Municipal Sub Councillor
- Incumbent
- Assumed office 1997 – 2002 2002–2007 2007–2012

Personal details
- Born: 20 March 1971 (age 55) Ludhiana, Punjab, India
- Party: Indian National Congress

= Bharat Bhushan Ashu =

Indian politician from Punjab

Bharat Bhushan Ashu (born 20 March 1971) is an Indian National Congress politician from Punjab. He was two-time MLA representing the Ludhiana West Assembly constituency and he was Cabinet Minister of Food, Civil Supplies & Consumer Affairs, Government of Punjab.

==Political career==

Ashu started his political career when he was elected as a Municipal Councillor in the year 1997 from ward number 48 of Ludhiana.

In the year 2012, he was allotted a ticket of the Indian National Congress to contest from Ludhiana West Vidhan Sabha constituency and he becomes the Deputy CLP leader in the Punjab Vidhan Sabha.

Again in the year 2017, he defeated Ahbaab Grewal of Aam Aadmi Party with a margin of 36,521 votes. He was the Cabinet Minister of Food & Civil Supplies and Consumer Affairs, Government of Punjab.

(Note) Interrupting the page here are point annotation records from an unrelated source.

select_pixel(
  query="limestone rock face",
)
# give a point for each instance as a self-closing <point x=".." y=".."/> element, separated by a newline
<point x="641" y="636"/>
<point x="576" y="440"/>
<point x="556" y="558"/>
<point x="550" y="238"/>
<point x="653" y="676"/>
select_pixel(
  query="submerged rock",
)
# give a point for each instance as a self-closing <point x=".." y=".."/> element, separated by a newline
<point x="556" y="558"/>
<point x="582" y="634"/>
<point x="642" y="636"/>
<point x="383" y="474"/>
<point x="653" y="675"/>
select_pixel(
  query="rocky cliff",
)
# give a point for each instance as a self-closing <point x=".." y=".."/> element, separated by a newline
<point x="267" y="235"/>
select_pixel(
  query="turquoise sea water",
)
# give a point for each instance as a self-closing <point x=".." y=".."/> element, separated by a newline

In 2022, he lost the election from Ludhiana West to AAP Candidate Gurpreet Bassi Gogi by more than 7500 votes.

In 2025 bypoll, he lost the election from Ludhiana West to AAP Candidate Sanjeev Arora by 10,637 votes.

== Other activities ==

In January 2019, Ashu was publicly seen and captured by media while misbehaving with female officer in a public function.

In February 2019, Audio recordings of Ashu threatening and blackmailing the then DSP & Superintending engineer of Improvement trust went viral.

In October 2019, Ashu was blamed for thrashing his own party's volunteer during by-election preparations.

In 2025, he accused AAP of creating governance crisis in Punjab.